GenAI & LLM Interviews · Lesson 8 of 30
Interview: Prompt Engineering (Part 2)
Q1: How does function calling differ from parsing free text output?
Answer: Function calling (also called "tool use") is an API feature where the model returns a structured JSON object describing a tool invocation rather than natural language text. Free text output parsing involves extracting structured data from natural language responses.
Free text parsing:
Prompt: "Extract the drug name and dose from: patient takes warfarin 5mg daily"
Output: "The drug is warfarin and the dose is 5mg per day."
Parser: regex / string search to extract values
Problem: model may use different phrasing each time, breaking the parserFunction calling:
Model output: {"function": "extract_medication", "arguments": {"name": "warfarin", "dose_mg": 5.0, "frequency": "daily"}}
Result: always valid JSON, always correct field names, parseable with json.loads()Why function calling is better:
- Output is schema-constrained — model can't invent fields or use unexpected formats
- Argument types are enforced — the model produces a number for
dose_mg, not "5 milligrams" - No parsing logic needed — direct
json.loads()and type validation - Model can signal "I need information before I can act" by calling an information-retrieval tool
When free text parsing is still used:
- Models that don't support function calling
- Simple extraction where the pattern is highly reliable
- Cases where you want the model to "decide" the structure, not conform to a predefined schema
Q2: Explain the prompt structure for a reliable document Q&A system.

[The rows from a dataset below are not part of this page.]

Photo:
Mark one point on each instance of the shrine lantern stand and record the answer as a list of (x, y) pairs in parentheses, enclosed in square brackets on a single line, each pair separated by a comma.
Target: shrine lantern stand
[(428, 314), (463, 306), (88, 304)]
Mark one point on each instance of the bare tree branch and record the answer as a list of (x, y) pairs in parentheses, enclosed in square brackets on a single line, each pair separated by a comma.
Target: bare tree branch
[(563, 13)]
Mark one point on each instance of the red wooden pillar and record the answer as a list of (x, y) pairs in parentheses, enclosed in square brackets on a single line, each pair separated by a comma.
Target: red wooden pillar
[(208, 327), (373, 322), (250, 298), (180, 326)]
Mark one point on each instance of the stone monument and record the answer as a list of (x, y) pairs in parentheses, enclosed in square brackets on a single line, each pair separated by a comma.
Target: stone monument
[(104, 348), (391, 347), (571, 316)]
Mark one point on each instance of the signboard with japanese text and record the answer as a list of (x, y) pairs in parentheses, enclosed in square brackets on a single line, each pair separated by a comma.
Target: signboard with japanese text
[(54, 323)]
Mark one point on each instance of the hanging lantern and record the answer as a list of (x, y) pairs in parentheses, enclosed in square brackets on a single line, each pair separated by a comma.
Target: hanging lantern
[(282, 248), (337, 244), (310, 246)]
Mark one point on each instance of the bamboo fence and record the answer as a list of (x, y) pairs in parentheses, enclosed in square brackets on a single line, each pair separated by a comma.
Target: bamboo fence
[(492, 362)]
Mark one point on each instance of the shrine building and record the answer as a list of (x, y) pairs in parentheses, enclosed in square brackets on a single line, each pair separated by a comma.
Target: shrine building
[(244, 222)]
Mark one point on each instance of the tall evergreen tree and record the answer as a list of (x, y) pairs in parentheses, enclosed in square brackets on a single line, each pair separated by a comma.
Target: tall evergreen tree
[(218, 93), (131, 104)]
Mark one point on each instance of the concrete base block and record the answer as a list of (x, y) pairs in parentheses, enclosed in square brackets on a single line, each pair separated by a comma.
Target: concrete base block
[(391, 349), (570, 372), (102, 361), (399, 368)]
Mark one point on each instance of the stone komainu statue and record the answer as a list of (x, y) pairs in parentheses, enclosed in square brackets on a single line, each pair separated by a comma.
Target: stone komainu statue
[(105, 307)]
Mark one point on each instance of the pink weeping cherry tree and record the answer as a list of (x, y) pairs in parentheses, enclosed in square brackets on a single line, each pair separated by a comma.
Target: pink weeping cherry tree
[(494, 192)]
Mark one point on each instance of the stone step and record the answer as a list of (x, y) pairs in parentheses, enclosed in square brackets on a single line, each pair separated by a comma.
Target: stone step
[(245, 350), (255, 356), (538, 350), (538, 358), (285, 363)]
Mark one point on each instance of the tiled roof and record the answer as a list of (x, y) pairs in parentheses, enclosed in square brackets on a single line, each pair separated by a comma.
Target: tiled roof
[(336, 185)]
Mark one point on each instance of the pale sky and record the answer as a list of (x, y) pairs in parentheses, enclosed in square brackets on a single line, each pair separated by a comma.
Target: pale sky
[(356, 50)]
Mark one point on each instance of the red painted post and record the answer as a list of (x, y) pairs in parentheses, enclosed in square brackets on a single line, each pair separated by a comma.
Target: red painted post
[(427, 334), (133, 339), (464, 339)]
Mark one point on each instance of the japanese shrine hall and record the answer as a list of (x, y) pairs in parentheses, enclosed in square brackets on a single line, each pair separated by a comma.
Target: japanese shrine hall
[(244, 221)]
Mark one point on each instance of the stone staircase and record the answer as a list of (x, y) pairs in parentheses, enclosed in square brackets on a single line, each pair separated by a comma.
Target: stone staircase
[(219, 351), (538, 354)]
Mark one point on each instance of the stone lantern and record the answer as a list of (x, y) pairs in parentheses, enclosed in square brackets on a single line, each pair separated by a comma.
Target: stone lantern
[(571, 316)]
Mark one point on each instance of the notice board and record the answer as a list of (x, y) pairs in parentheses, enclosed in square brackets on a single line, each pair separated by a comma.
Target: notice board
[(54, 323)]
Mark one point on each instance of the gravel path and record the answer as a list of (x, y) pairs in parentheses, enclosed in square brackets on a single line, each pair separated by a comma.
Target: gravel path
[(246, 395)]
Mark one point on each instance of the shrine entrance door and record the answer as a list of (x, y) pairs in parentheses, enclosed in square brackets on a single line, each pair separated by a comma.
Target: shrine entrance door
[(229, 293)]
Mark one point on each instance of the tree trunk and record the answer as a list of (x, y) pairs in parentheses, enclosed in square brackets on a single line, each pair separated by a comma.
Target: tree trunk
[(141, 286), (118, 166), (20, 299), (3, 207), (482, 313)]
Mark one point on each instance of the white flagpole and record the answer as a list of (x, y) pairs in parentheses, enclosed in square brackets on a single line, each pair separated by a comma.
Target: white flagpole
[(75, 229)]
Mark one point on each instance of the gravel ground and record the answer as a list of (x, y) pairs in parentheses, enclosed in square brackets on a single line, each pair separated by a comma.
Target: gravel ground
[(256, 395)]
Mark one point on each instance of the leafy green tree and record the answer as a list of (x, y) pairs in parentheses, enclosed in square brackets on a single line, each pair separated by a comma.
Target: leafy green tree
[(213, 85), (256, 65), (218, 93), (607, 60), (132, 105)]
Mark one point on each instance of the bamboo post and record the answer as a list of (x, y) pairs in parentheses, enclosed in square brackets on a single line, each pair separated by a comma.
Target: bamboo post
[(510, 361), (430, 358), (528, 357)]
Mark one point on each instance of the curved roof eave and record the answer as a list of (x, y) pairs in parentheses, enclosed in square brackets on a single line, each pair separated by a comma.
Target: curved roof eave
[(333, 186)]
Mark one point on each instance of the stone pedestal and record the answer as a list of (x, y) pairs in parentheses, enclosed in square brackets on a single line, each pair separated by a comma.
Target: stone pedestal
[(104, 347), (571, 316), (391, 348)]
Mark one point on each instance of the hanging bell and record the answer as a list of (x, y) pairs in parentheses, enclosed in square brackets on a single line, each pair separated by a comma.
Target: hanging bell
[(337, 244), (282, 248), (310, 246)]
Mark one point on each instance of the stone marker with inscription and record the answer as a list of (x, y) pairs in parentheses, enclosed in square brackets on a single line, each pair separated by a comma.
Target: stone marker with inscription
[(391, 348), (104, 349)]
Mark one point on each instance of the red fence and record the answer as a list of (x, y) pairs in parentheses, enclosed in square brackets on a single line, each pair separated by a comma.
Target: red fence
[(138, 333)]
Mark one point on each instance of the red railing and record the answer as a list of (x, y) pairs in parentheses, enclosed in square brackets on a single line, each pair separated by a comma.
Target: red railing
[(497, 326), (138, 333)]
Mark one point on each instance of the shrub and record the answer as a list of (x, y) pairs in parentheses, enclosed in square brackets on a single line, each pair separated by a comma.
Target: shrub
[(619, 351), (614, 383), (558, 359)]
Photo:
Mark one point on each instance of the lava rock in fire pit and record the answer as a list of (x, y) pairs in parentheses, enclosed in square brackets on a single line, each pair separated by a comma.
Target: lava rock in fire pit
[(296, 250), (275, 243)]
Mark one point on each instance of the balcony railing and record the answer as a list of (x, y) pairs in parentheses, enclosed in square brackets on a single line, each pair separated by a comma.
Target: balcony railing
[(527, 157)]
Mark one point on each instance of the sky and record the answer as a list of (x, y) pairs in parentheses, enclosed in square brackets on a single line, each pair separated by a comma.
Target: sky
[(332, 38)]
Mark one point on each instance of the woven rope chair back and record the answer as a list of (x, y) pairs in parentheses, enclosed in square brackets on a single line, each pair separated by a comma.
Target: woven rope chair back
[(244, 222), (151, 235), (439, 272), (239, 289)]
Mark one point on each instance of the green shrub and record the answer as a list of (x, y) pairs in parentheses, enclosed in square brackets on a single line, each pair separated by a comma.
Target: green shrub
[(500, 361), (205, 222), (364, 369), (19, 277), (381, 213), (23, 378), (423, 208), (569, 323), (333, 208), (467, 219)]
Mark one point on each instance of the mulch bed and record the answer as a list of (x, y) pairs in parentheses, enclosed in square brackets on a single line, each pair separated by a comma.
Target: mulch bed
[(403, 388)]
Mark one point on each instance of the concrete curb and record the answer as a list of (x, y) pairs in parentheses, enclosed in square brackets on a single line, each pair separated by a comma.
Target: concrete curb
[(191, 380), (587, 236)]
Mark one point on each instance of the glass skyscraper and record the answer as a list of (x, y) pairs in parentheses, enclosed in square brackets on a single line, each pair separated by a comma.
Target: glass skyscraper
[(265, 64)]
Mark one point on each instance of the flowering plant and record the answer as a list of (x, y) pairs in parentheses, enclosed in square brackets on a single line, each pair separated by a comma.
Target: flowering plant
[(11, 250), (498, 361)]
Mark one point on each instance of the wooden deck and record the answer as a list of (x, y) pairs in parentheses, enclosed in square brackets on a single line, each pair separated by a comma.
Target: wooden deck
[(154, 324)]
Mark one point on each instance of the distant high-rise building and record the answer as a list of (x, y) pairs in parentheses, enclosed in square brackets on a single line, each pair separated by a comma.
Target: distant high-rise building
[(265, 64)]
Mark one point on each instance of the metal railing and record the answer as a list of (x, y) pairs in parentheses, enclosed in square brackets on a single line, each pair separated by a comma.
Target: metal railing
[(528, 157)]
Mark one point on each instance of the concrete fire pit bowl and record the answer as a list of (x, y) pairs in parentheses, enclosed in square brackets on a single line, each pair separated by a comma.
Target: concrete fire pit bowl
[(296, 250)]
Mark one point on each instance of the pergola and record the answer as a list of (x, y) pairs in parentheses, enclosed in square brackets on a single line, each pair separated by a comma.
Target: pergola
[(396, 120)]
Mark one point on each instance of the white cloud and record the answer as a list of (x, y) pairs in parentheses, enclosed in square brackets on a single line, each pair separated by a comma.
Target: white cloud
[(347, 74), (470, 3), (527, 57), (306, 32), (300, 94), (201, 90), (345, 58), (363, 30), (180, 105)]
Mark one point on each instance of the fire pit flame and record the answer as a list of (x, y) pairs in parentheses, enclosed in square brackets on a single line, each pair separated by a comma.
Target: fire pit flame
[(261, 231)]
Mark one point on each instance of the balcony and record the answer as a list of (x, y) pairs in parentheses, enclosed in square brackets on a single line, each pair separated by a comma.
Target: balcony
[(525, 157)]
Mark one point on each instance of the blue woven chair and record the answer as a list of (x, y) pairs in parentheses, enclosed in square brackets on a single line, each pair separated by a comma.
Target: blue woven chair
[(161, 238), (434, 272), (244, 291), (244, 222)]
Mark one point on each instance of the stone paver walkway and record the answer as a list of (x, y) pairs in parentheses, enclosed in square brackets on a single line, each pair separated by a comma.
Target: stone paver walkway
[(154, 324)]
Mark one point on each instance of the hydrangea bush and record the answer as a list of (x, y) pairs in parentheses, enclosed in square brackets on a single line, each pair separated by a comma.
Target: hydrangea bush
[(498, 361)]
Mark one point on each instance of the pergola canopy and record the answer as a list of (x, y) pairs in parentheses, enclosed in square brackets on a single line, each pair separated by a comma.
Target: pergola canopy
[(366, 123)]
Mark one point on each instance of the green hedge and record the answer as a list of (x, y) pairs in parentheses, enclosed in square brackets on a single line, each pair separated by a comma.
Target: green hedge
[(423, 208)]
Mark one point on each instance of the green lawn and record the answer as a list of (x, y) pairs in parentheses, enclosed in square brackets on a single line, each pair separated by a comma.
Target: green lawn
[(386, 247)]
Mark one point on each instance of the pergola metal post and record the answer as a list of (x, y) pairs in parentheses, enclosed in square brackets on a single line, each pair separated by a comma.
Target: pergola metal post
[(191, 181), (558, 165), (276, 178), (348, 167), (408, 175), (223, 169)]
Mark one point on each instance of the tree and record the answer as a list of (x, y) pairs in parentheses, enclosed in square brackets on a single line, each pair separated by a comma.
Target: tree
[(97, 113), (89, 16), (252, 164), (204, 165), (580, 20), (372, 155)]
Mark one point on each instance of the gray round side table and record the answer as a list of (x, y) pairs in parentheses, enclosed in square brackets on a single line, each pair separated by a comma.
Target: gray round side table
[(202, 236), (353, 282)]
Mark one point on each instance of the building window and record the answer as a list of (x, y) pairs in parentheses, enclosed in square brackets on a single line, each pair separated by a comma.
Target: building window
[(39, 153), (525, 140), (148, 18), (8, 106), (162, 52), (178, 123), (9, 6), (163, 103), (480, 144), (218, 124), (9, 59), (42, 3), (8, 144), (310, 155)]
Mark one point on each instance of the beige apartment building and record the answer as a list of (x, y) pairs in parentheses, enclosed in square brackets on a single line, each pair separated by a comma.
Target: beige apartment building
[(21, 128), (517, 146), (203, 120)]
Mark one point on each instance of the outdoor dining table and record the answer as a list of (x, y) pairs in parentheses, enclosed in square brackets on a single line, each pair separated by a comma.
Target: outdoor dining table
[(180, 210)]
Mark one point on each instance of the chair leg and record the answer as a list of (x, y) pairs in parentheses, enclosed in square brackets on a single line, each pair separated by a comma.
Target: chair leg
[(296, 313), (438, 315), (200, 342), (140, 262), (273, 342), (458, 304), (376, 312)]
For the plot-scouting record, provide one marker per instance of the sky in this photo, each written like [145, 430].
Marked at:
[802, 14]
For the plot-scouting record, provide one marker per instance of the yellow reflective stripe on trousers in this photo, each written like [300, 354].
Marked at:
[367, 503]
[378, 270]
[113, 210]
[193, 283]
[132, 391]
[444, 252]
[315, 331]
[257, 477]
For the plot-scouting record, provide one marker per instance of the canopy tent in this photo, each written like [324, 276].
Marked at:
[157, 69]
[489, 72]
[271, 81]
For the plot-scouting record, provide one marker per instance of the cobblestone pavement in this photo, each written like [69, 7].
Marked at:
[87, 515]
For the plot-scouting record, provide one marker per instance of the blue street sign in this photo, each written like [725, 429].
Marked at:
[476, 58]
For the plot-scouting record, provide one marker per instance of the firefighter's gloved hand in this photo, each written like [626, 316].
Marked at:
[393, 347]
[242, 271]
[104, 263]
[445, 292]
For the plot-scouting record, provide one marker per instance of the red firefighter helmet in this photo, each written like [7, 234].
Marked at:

Answer: A reliable document Q&A system requires careful prompt structuring:
System prompt: Define the assistant's role, scope, and the critical instruction to only use provided documents:
You are a clinical pharmacist. Answer questions ONLY using the provided reference documents.
If the documents don't contain information needed to answer, say: "The provided documents don't address this."
Cite document numbers for every factual claim.User message structure:
[Document 1] {title and content}
[Document 2] {title and content}
...
Question: {user question}Key design decisions:
- Explicit grounding instruction: "Answer ONLY using the provided documents" — prevents hallucination from pretraining knowledge
- Citation requirement: Forces the model to link every claim to a source — detects hallucination (if the model cites [Document 3] but there's no Document 3, or the claim isn't in the cited document)
- Graceful degradation: "If not in documents, say so" — better than making something up
- Document ordering: Most relevant documents at the start and end to combat lost-in-the-middle
- Document count: Fewer, more relevant documents outperform many weakly relevant ones
For production RAG: add an output validator that checks whether cited documents actually contain the claimed information.
Q3: What is self-consistency and when would you use it vs chain-of-thought?
Answer: Chain-of-thought (CoT) generates one reasoning path at temperature 0 or low temperature. Self-consistency generates N reasoning paths at higher temperature, then takes a majority vote on the final answers.
Self-consistency advantages:
- More robust to a single reasoning path making an error early on
- Better calibrated confidence (if 4 of 5 paths agree, that's more reliable than 1 path)
- Empirically provides 5-15% accuracy gains on multi-step reasoning tasks
When to use CoT alone:
- Cost is a concern — self-consistency costs N× more
- Tasks where one path is highly reliable (simple calculation, single-step lookup)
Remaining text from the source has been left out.